There is (was?) some KVM PV features that accessed guest memory via the
host direct map as well. I would think mprotect() should protect this
at the get_user_pages() stage, but it looks like the details have
changed since I last understood it.


Re: [RFC PATCH v1 0/9] Hypervisor-Enforced Kernel Integrity

2023-05-25 Thread Edgecombe, Rick P
On Thu, 2023-05-25 at 09:07 -0700, Sean Christopherson wrote:
> On Thu, May 25, 2023, Rick P Edgecombe wrote:
> > I wonder if it might be a good idea to POC the guest side before
> > settling on the KVM interface. Then you can also look at the whole
> > thing and judge how much usage it would get for the different
> > options
> > of restrictions.
> 
> As I said earlier[*], IMO the control plane logic needs to live in
> host userspace.
> I think any attempt to have KVM providen anything but the low level
> plumbing will
> suffer the same fate as CR4 pinning and XO memory.  Iterating on an
> imperfect
> solution to incremently improve security is far, far easier to do in
> userspace,
> and far more likely to get merged.
> 
> [*] https://lore.kernel.org/all/zfuyhpuhtmbyd...@google.com

Sure, I should have put it more generally. I just meant people are not
going to want to maintain host-based features that guests can't
effectively use.

My takeaway from the CR pinning was that the guest kernel integration
was surprisingly tricky due to the one-way nature of the interface. XO
was more flexible than CR pinning in that respect, because the guest
could turn it off (and indeed, in the XO kernel text patches it had to
do this a lot).



Re: [RFC PATCH v1 0/9] Hypervisor-Enforced Kernel Integrity

2023-05-25 Thread Edgecombe, Rick P
On Thu, 2023-05-25 at 15:59 +0200, Mickaël Salaün wrote:
[ snip ]

> > The kernel often creates writable aliases in order to write to
> > protected data (kernel text, etc). Some of this is done right as
> > text
> > is being first written out (alternatives for example), and some
> > happens
> > way later (jump labels, etc). So for verification, I wonder what
> > stage
> > you would be verifying? If you want to verify the end state, you
> > would
> > have to maintain knowledge in the verifier of all the touch-ups the
> > kernel does. I think it would get very tricky.
> 
> For now, in the static kernel case, all rodata and text GPA is 
> restricted, so aliasing such memory in a writable way before or after
> the KVM enforcement would still restrict write access to this memory,
> which could be an issue but not a security one. Do you have such 
> examples in mind?
> 

On x86, look at all the callers of the text_poke() family. In
arch/x86/include/asm/text-patching.h.

> 
> > 
> > It also seems it will be a decent ask for the guest kernel to keep
> > track of GPA permissions as well as normal virtual memory
> > pemirssions,
> > if this thing is not widely used.
> 
> This would indeed be required to properly handle the dynamic cases.
> 
> 
> > 
> > So I wondering if you could go in two directions with this:
> > 1. Make this a feature only for super locked down kernels (no
> > modules,
> > etc). Forbid any configurations that might modify text. But eBPF is
> > used for seccomp, so you might be turning off some security
> > protections
> > to get this.
> 
> Good idea. For "super locked down kernels" :) , we should disable all
> kernel executable changes with the related kernel build configuration
> (e.g. eBPF JIT, kernel module, kprobes…) to make sure there is no
> such 
> legitimate access. This looks like an acceptable initial feature.

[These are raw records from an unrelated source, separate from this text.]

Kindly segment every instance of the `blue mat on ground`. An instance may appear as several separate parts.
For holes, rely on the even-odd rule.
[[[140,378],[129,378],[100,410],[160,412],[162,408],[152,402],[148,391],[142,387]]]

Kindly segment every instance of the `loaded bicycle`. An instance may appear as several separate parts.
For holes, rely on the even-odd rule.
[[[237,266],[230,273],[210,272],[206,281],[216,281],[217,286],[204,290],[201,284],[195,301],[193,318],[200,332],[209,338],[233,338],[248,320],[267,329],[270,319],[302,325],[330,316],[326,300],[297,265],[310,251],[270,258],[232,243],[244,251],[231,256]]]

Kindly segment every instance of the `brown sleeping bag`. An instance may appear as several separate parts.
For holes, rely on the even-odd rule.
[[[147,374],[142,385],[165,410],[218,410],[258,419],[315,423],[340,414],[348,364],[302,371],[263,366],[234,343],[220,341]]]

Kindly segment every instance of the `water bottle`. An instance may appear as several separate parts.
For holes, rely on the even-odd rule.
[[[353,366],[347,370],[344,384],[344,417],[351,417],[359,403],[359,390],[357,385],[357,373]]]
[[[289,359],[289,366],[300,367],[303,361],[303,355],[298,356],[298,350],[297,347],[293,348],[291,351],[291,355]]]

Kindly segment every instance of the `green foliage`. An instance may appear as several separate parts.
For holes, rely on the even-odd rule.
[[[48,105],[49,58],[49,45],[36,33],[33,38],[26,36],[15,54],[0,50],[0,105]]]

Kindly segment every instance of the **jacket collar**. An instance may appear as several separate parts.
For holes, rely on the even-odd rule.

How many users do you think will want this protection but not
protections that would have to be disabled? The main one that came to
mind for me is cBPF seccomp stuff.

But also, the alternative to JITing cBPF is the eBPF interpreter which
AFAIU is considered a juicy enough target for speculative attacks that
they created an option to compile it out. And leaving an interpreter in
the kernel means any data could be "executed" in the normal non-
speculative scenario, kind of working around the hypervisor executable
protections. Dropping e/cBPF entirely would be an option, but then I
wonder how many users you have left. Hopefully that is all correct,
it's hard to keep track with the pace of BPF development.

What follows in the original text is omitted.